I live in Alabama. If I'm just nthing stuff, so be it; sorry, don't have time to read the whole thread.

Best bet is honestly to give to the Red Cross. I'm not always a huge fan of theirs, but unless you personally know a direct need, that's the easiest thing to do that will really help.

If you do have time and inclination to actually donate stuff and/or come here, you should know:

- needs seem to vary a lot from one day to the next. Stuff I see on FB and twitter seems to indicate that when a call goes out for clothing, water, etc., it seems to be followed a day or two later with "that's enough!" Which is a good thing, but does make me less inclined to want to give stuff, and more inclined to give money to organizations that are bona-fide and can make good use of it.

- City of Tuscaloosa is requiring that volunteers check in and get credentials. I'm sure other cities which have been struck are doing the same. Just be aware that there's a big command and control structure, and some impatience with people who are coming in just to gawk or to "do something" without much of a plan, because it strains resources.

Biggest thing I'm hearing as a need which is hard to meet is housing. There are a lot of homeless people. Not sure what we can do from the outside - I have friends who live in Tuscaloosa who have let people stay with them. Volunteers, clothing, water, and other things of that nature seem to be coming in ample supply.
posted by randomkeystrike at 6:24 AM on May 6, 2011


I am on the ground in Tuscaloosa providing disaster support. If anyone needs some context, or a Situation Report. Drop me a line. Here are two things to be aware of:

DSNAP benefits (Disaster food stamps) will be distributed at Coleman Colluseum on May 10-15. If you are in the affected area, you will qualify for this assistance. Bring ID, lease, power bill, something that ID's you. If you have it. Know that they are expecting thousands of people.

The National Guard PODs (water, ice, tarp stations) are starting to roll up by May 12. Those resources will roll into the FEMA warehouse.

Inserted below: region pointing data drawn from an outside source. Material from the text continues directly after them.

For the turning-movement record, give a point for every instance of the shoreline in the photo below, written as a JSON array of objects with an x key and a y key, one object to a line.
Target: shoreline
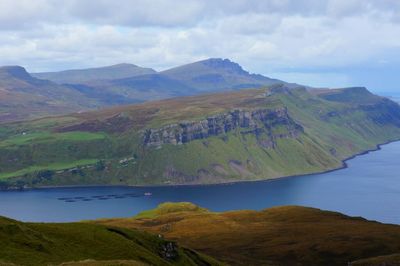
[{"x": 344, "y": 166}]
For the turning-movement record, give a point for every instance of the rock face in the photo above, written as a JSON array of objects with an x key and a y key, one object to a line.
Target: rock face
[{"x": 266, "y": 124}]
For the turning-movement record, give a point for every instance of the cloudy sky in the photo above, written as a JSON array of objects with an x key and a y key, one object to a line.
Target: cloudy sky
[{"x": 329, "y": 43}]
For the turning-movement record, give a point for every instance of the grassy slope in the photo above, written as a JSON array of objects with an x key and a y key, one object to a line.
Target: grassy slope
[
  {"x": 388, "y": 260},
  {"x": 277, "y": 236},
  {"x": 334, "y": 130},
  {"x": 43, "y": 244}
]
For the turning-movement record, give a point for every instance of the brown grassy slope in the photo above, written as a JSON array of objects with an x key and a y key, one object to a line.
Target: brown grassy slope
[
  {"x": 278, "y": 236},
  {"x": 158, "y": 113},
  {"x": 389, "y": 260}
]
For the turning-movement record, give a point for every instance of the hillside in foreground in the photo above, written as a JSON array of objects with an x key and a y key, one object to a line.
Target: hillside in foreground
[
  {"x": 88, "y": 244},
  {"x": 237, "y": 136},
  {"x": 288, "y": 235}
]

Additional information: there are only 250 people in shelters. Most are with friends, relatives or at hotels. There are a good number of businesses effected so unemployment will uptick too.

The volunteers I have worked with and met are pretty darn terrific. Hardcore, staying, working, sweating...getting the job done. A hat tip to those that are here to help...and heartfelt hat tip to these strong folks of Alabama who are putting their community back together.